The faint static of silence filled the vox channel as Racka Utó considered his cousin’s words. Khait smiled behind his helm, satisfied that his revelation managed to silence the verbose Word Bearer. 

Around them, the landscape was slowly changing. The bleak and desolate obsidian planes subtly changed orientation from horizontal to vertical. Lower plateaus turned into ravines filled with rows of serrated onyx speartips. Immense black mountains pierced the dark clouds above, faint jade corposant playing around their barbed peaks. 

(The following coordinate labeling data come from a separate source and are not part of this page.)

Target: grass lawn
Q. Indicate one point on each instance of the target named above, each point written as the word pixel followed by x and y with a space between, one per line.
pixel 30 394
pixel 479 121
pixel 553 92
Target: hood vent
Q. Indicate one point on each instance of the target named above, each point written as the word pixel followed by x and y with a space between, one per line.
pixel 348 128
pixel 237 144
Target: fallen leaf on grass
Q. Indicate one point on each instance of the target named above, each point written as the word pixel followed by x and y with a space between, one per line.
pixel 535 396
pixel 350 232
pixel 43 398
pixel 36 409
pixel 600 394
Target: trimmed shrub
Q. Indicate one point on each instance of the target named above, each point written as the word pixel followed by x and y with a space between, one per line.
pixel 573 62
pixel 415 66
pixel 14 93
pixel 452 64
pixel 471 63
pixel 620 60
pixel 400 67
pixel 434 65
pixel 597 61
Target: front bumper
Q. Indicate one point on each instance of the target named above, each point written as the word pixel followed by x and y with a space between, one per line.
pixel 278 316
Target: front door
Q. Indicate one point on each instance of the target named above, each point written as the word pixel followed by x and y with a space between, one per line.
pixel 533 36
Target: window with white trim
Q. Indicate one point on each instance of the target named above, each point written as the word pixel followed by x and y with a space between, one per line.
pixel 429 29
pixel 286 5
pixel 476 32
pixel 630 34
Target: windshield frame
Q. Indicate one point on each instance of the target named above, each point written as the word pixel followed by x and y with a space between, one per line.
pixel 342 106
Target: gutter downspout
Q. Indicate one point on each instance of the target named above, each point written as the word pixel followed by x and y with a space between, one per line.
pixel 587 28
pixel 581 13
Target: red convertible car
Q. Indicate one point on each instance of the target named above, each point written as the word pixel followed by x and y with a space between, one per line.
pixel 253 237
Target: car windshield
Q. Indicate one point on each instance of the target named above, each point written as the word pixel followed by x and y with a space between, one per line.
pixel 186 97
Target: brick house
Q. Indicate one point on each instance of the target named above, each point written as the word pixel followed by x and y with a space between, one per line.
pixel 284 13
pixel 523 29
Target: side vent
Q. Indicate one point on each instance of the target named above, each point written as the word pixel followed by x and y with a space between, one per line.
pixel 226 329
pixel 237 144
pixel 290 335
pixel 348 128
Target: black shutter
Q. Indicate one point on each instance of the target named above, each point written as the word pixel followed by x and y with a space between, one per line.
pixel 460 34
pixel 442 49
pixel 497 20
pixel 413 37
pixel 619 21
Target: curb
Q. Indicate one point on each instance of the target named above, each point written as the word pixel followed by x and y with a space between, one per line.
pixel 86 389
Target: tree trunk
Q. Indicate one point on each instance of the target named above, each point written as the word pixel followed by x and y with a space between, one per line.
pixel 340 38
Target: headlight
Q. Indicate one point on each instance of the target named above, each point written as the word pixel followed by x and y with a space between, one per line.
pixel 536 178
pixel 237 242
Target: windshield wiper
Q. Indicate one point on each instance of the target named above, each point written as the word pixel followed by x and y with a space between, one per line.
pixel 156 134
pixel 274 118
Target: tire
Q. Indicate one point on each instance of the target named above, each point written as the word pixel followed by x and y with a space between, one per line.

Slaught led them along a path that headed straight to the nearest mountain. It was like walking towards the colossal maw of a void carcharodon. Fear had been banished from Khait when the Crimson King had accepted him among his brotherhoods, but his twin hearts still beat faster as they approached. Extended exposure to the realm of emotions had left its inevitable touch upon his scholastic soul. 

‘I don’t like this,’ Racka Utó voxed. ‘Entertainment or not, my every instinct is screaming for me to stay away from this ominous demesne. We are fools for trusting this Slaught.’

‘But we don’t trust them, cousin,’ Khait replied. ‘Nor do they trust us. Nevertheless, I’m curious to see where this path leads us. Of what we might find there.’

The First Acolyte turned his baleful green eye lenses towards Khait and the sorcerer didn’t need to see the Word Bearer’s face to know his expression. Racka Utó was brimming with the same curiosity and excitement despite his misgivings. 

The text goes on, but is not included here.